Would the standard models used allow for the fact that humans could, after buying a coffee table, choose to click on the coffee table in anticipation of then getting suggestions for similar furniture. Presumably the machine sees that the end goal of those continually clicking the same item is actually to arrive at similar items .. but wouldn't it be an obvious optimisation for Amazon to set the ML up to already look deeper than the first page reached.
I have a similar thing with Amazon, I don't know how you're supposed to access the bestseller list for a product type. I just know that if you search a product and follow related products that you eventually get a "#5 in ObscureProduct" tag and that tag takes you to the list of the top-10 models of ObscureProduct available. That sort of learnt navigation must play havoc with a suggestion algo (but IMO would be very easy to fix with just a link for any specific enough item to the 'top 10 in this category').
Theory is that the recommendation engine is built for books. So if you buy a specific type of book, it recommends other books in the similar category.
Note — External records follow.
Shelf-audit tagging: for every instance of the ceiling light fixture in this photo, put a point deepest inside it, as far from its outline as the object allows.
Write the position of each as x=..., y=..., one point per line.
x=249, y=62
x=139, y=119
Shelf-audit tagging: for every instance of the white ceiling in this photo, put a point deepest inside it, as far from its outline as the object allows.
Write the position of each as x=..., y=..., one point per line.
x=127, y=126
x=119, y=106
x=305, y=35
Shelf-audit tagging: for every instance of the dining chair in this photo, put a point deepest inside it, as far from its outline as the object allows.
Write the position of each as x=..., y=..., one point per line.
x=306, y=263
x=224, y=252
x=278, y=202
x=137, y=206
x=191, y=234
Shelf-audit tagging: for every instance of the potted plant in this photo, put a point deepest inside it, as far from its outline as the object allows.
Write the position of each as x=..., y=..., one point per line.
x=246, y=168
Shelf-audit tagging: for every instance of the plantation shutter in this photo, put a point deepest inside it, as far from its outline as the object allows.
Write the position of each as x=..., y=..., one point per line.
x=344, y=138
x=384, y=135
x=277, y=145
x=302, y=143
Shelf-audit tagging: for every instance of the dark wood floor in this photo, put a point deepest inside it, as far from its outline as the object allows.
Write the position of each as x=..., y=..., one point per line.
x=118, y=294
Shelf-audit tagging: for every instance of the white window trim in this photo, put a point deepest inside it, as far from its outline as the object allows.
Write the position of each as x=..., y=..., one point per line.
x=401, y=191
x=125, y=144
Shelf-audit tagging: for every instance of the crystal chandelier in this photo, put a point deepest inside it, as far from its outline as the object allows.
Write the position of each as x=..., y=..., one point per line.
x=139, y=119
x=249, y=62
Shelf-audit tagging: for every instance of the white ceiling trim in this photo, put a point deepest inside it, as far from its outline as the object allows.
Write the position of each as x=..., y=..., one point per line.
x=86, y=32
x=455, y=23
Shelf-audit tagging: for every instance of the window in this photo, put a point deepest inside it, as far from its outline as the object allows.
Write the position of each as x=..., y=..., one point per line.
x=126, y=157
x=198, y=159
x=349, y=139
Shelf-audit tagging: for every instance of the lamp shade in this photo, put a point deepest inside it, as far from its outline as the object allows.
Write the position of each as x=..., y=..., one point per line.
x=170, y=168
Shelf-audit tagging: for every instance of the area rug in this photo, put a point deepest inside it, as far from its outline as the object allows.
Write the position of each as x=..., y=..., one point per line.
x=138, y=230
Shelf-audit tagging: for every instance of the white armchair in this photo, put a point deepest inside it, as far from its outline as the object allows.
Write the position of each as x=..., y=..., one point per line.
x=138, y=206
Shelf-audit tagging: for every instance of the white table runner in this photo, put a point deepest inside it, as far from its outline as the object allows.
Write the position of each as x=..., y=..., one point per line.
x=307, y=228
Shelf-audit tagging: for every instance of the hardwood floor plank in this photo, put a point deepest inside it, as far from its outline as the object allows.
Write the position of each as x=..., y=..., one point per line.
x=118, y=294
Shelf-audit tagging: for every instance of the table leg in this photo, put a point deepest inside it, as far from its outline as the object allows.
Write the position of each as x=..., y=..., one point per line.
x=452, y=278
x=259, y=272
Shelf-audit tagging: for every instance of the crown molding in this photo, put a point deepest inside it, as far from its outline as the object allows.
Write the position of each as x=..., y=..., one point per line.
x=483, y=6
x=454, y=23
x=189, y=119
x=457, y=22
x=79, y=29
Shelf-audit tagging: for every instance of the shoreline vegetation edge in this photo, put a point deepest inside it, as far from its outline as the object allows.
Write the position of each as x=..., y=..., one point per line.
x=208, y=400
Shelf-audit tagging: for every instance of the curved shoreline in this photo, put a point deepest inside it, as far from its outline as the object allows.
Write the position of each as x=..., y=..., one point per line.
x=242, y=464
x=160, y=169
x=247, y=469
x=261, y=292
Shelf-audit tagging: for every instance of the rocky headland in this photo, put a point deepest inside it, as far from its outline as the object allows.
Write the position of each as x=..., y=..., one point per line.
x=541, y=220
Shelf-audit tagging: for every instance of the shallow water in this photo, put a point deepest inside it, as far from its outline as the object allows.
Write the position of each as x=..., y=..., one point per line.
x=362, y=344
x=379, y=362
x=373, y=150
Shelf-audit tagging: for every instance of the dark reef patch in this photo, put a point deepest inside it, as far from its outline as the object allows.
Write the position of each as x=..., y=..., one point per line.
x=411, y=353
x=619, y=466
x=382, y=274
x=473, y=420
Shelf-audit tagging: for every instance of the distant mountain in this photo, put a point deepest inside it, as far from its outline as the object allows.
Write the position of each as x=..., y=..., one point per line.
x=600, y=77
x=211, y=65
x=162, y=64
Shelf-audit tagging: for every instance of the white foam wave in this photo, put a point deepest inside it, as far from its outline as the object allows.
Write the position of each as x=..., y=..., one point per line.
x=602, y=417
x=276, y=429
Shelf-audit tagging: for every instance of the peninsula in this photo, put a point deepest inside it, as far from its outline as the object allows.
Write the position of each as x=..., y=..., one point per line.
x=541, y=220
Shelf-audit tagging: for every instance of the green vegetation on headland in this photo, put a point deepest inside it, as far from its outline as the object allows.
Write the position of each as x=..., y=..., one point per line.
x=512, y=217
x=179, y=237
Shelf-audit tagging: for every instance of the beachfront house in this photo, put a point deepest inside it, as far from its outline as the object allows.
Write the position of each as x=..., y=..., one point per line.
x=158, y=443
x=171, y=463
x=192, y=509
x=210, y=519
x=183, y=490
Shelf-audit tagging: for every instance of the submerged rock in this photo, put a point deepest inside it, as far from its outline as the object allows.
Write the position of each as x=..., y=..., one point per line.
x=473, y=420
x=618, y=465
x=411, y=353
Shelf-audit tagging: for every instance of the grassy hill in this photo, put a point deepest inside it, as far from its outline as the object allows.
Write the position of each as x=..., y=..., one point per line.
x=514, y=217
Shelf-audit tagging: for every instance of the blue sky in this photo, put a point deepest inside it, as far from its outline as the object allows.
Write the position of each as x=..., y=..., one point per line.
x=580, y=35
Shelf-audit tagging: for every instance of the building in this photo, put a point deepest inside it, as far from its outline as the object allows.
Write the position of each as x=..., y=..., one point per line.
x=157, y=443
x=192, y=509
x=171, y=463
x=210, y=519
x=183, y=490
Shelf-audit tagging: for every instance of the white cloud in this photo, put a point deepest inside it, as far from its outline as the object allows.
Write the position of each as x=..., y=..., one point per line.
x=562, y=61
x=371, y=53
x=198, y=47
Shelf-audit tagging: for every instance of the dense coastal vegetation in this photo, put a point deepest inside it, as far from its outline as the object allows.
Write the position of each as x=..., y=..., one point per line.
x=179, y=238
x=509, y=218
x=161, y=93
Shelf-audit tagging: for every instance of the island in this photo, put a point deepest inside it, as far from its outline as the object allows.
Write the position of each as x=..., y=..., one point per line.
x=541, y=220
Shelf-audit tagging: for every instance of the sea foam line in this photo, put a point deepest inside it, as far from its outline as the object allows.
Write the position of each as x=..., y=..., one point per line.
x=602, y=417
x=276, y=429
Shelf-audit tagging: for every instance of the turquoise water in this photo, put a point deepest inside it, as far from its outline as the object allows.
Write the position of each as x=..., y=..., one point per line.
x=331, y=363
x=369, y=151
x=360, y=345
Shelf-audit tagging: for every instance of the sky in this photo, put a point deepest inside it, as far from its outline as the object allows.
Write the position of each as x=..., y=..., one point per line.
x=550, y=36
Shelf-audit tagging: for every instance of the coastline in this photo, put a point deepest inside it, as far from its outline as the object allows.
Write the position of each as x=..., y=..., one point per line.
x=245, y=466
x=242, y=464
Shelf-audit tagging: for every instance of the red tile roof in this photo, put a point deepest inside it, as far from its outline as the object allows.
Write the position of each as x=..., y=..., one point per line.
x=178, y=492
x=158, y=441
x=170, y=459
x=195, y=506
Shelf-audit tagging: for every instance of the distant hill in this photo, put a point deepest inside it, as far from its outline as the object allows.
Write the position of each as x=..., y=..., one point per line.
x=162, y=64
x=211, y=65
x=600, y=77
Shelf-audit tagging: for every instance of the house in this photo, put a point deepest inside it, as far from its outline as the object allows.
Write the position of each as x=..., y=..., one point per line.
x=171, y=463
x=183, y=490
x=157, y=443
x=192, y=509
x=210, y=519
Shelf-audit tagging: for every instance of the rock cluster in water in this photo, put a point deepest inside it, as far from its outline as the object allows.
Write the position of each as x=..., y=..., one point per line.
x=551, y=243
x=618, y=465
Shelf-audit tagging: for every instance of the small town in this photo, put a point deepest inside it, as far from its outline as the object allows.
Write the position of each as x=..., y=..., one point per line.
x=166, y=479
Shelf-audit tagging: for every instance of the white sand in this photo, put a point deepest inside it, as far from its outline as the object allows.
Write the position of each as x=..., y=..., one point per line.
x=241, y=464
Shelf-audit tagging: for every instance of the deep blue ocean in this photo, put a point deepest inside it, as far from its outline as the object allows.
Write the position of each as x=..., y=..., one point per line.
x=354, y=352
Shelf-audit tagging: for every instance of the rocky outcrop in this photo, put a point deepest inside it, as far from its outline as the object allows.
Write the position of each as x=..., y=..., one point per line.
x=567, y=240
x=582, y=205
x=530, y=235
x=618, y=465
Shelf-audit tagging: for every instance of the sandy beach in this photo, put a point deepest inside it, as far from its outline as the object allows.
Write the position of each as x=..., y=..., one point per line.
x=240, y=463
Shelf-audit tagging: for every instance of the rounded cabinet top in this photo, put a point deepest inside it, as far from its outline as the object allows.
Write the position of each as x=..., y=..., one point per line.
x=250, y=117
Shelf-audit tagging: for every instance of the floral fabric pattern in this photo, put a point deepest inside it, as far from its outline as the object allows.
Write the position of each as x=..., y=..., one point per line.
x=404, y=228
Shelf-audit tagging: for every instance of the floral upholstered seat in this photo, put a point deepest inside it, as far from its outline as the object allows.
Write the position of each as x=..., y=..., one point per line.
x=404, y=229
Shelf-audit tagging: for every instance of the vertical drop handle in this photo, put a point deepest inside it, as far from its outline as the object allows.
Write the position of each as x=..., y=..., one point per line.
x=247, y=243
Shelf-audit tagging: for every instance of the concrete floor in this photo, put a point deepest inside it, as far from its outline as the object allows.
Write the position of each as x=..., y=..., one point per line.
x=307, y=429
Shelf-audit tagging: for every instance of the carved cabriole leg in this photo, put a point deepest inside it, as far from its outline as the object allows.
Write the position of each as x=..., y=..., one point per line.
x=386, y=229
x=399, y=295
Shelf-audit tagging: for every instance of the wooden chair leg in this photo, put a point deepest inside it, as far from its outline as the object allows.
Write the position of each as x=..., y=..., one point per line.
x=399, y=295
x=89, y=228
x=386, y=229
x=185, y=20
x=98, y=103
I guess they never got a chance to update it to reflect the fact that Amazon sells more than just books.
I'm late - but that is actually called dynamic remarketing. You look at a certain category of item and then see ads (on amazon or off-site) for other items in that same category. If you actually bought the coffee table on a different device/browser/anywhere else.. then you'll see those ads for a while because they can't recognize that you actually made the purchase already.
It's more like you bought a coffee table and you get coffee beans in the recommendations. Also, you buddy who you are in the same group with gets a coffee table recommendation.
For years we used only algorithms based on basic statistics but we've found places where the machine learned models out perform the simpler models.
This is the right way to approach it. Too many people are looking for "deep" as some sort of silver bullet for an ill defined problem they have. If you can't validate against a simple model trained properly you are already in trouble. Likewise if you don't understand how to evaluate your generalization issues and how/if a simpler model will improve them.